Terkuak! Haya 7% Perusahaan yang Sanggup Bayar Pesangon 32 Kali Upah
Thepresidentpost.id - Jakarta - Menteri Ketenagakerjaan (Menaker), Ida Fauziyah mengatakan, ketentuan pesangon yang tertera dalam Undang - undang (UU) Nomor 13 Tahun 2003 tentang Ketenagakerjaan sering kali tidak dijalankan oleh perusahaan. Setidaknya, hanya 7 persen dari perusahaan yang membayar pesangon pekerja sesuai dengan ketentuan UU.
"UU 13 Tahun 2003 tentang ketentuan pesangon yang memang sangat bagus 32 kali (besar pesangon sebanyak 32 kali upah). Namun, pada prakteknya hanya 7 persen yang mengikuti ketentuan.
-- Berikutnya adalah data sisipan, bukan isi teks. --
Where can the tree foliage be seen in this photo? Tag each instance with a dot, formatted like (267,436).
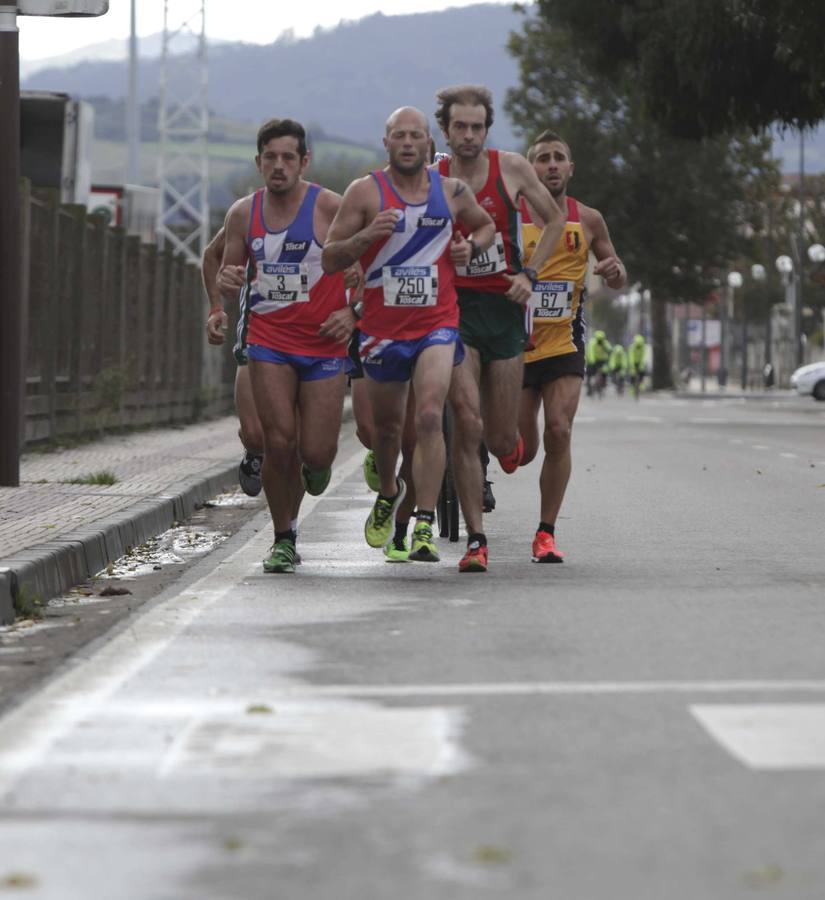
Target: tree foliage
(706,67)
(674,207)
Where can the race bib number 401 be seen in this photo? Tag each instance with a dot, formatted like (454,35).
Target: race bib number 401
(552,300)
(410,285)
(488,263)
(283,282)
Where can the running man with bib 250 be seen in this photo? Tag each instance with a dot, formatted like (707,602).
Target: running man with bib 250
(399,224)
(492,290)
(554,368)
(296,368)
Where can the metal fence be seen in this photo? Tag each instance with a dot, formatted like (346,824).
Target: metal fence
(116,332)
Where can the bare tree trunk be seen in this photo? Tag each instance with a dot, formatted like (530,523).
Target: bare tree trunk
(662,375)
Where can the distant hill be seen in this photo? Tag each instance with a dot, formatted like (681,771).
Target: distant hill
(346,79)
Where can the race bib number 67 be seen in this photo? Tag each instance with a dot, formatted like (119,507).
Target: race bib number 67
(552,300)
(410,285)
(283,282)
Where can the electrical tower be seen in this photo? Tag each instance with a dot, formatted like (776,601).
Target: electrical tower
(183,124)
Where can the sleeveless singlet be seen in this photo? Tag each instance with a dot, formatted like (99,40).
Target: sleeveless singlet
(486,272)
(289,295)
(556,303)
(409,275)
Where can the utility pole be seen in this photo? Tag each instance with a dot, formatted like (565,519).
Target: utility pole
(132,115)
(183,171)
(12,330)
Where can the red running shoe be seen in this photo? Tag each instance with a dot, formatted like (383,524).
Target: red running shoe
(544,548)
(510,463)
(475,559)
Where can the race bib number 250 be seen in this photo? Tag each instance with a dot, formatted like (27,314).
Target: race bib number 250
(410,285)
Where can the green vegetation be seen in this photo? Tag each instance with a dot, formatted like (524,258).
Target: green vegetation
(103,477)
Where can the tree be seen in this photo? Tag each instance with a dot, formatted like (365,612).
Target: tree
(674,207)
(707,67)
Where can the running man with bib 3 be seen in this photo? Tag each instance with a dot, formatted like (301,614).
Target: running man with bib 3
(399,223)
(296,367)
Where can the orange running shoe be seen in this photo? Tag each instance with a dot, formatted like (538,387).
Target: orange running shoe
(475,559)
(544,548)
(510,463)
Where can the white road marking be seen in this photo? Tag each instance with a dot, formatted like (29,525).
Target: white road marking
(28,732)
(768,737)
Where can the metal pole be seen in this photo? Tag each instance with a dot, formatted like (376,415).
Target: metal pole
(702,356)
(132,118)
(799,268)
(11,301)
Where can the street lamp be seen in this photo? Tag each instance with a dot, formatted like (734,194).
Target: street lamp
(734,281)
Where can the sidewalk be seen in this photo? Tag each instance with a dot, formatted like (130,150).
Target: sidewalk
(54,535)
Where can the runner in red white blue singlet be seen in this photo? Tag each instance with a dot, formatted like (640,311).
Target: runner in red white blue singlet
(290,296)
(299,324)
(400,224)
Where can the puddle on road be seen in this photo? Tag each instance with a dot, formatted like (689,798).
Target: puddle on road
(170,548)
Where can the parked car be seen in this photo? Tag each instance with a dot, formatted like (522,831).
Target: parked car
(810,380)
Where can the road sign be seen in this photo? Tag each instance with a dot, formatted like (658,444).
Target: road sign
(62,7)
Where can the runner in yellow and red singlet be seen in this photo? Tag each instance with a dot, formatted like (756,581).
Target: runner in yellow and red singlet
(554,367)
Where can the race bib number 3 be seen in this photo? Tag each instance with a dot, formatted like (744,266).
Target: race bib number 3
(487,263)
(552,300)
(410,285)
(283,282)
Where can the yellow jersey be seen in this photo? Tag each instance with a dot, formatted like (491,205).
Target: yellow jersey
(555,311)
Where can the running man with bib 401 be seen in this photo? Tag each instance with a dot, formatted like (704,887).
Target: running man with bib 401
(492,291)
(554,367)
(399,224)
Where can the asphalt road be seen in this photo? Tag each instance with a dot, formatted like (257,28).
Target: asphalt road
(646,720)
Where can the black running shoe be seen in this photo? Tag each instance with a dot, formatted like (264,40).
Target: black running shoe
(249,474)
(488,501)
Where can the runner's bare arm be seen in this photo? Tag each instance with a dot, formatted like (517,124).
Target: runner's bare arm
(542,202)
(231,275)
(210,264)
(608,265)
(356,227)
(466,209)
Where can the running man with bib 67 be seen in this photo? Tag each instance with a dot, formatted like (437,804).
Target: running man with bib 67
(554,368)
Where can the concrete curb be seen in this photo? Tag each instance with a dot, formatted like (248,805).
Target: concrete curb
(51,568)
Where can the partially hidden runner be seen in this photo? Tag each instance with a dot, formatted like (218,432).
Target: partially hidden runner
(492,290)
(398,223)
(554,368)
(298,326)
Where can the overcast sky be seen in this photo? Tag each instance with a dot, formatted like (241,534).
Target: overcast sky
(256,21)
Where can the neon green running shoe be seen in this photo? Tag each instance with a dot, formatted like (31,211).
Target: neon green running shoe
(423,549)
(315,483)
(397,551)
(371,472)
(282,558)
(379,525)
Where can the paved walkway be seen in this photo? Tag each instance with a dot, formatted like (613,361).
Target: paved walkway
(54,534)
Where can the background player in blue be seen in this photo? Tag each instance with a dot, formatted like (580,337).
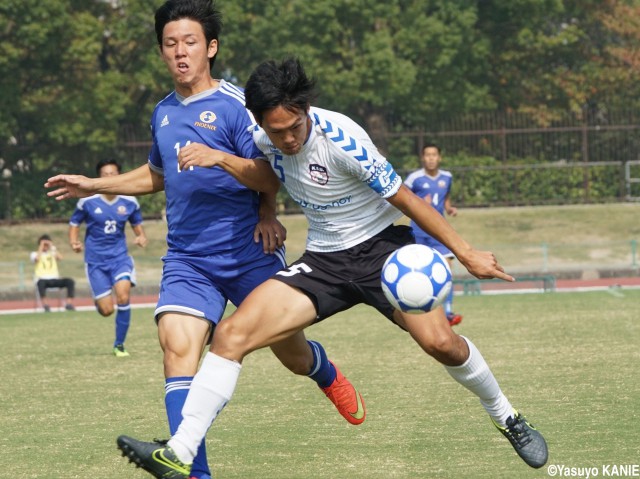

Jadi UU itu artinya tidak implementatif," kata Ida dalam laman resmi YouTube Kementerian Ketenagakerjaan RI, (14/10/2020).
Ida menjelaskan, terdapat 27 persen dari perusahaan yang membayar sesuai dengan kesepakatan, tetapi di bawah ketentuan UU. Seharusnya, hal seperti itu tidak boleh.
Ida menduga, hal itu dilakukan lantaran perusahaan tidak memiliki kemampuan untuk membayar besar pesangon PHK pekerja atau buruh sebesar 32 kali upah. Karena dianggap terlalu tinggi.
Berkaca dari fakta tersebut, maka besar pesangon di UU Omnibus Law Cipta Kerja diturunkan dengan prinsip memastikan bahwa pesangon betul - betul menjadi hak dan dapat diterima pekerja atau buruh.
"Pemerintah tidak mau seperti itu, makanya diturunkan dengan adanya kepastian," paparnya.
Terkait memastikan pekerja atau buruh mendapatkan hak pesangonnya, lanjut Ida, akan ada ketentuan sanksi yang memaksa perusahaan.
"Ada nanti sanksinya diatur. Law enforcement ditegakkan. Sanksi tersebut akan diatur sebagaimana ketentuan UU Nomor 13 Tahun 2003," jelasnya.
Untuk besaran pesangon yang di atur di dalam UU Ketenagakerjaan, sebenarnya merupakan kemampuan rata - rata besar pesangon perusahaan di seluruh dunia. Namun, faktanya perusahaan belum mampu membayar.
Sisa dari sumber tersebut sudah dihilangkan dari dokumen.